大きな出来事があった。その影響でただですら進まない読書がまるまる2週間空白となった。本を読み、音楽を聴くそんな日常が戻った後も、中断していた『進化理論の構造』に戻れるのか、かなり気を揉んだ。だが熱中して読んでいた本は、記憶にも深く刻み込まれていたようで、何とか中断していた箇所からの読書を続ける事が出来た。
そして先日1月29日、ようやくスティーヴン・ジェイ・グールド『進化理論の構造I』を読み切る事が出来た。
双極性障碍を病む私は、達成感を得にくい体質になっている。何かを成し遂げても、満足感がなく、苦痛だけが残る事が多い。だが、流石に今回は一山越えたという達成感が押し寄せるのを十分に感じる事が出来た。
日記によると、『進化理論の構造I』を読み始めたのは昨年の12月25日。1ヶ月以上の時間を費やしてしまった事になる。
2017年の年末から4ヶ月掛けて、ハンナ・アーレント『新版全体主義の起原』を読破した事がある。今回はそれに続く大著への挑戦になっている。

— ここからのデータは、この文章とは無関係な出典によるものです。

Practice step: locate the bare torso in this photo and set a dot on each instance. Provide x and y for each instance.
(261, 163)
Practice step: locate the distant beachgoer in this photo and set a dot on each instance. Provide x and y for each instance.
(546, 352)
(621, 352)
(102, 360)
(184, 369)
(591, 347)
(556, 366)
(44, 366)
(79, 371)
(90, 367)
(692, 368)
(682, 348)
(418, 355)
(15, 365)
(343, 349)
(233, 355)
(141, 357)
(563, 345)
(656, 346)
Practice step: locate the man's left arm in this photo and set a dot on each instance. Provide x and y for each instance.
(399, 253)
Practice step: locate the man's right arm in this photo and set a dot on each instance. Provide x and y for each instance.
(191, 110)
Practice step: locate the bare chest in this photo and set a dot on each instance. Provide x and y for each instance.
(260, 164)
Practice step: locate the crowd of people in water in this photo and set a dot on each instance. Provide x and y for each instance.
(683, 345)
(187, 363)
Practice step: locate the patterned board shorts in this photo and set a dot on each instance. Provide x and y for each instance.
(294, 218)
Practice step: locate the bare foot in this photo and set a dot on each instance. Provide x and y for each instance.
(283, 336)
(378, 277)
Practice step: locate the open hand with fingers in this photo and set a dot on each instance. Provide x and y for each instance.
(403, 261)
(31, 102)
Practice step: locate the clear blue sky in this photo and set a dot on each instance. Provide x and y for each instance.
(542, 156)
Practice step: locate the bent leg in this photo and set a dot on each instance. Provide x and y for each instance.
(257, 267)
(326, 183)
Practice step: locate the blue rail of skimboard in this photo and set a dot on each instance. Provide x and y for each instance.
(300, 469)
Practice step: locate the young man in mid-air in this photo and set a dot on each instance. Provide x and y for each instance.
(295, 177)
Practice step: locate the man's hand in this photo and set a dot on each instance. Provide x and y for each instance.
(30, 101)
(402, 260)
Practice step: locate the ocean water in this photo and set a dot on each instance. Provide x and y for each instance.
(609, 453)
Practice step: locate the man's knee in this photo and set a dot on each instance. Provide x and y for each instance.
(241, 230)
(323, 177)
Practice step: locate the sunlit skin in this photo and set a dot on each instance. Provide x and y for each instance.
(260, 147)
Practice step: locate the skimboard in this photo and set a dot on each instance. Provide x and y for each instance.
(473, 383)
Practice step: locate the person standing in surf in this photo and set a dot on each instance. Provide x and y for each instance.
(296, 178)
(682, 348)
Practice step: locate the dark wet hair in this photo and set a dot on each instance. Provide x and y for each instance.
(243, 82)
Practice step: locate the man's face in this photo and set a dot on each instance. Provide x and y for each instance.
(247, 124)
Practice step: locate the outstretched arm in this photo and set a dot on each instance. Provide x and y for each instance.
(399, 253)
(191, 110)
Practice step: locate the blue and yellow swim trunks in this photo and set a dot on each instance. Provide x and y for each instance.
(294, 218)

同時期に本書を読んでいた三中信宏さんによると、この本は読み手を選びまくっていると言う。私にこの本を読む資格があるかどうかは、甚だ心許ないが、進化論に関しては、それなりに熱心に学び、悩んで来たという自負はある。本に書いている事を拾い集め、精一杯の力で、何とか付いて行く事は出来るだろう。
とは言え、何と言っても今はただ第I巻を読み切ったと言うことに過ぎない。Iは808ページあり、IIは1,120ページある。
まだ山で言えば五合目にも達していない段階なのだろう。
だが、気分は盛り上がっている。Iを読み終えた余韻も醒めぬうちだが、休息を挟む事なくIIを読み始めている。
IIはまた幾つもの急所・難所に満ち溢れているだろう。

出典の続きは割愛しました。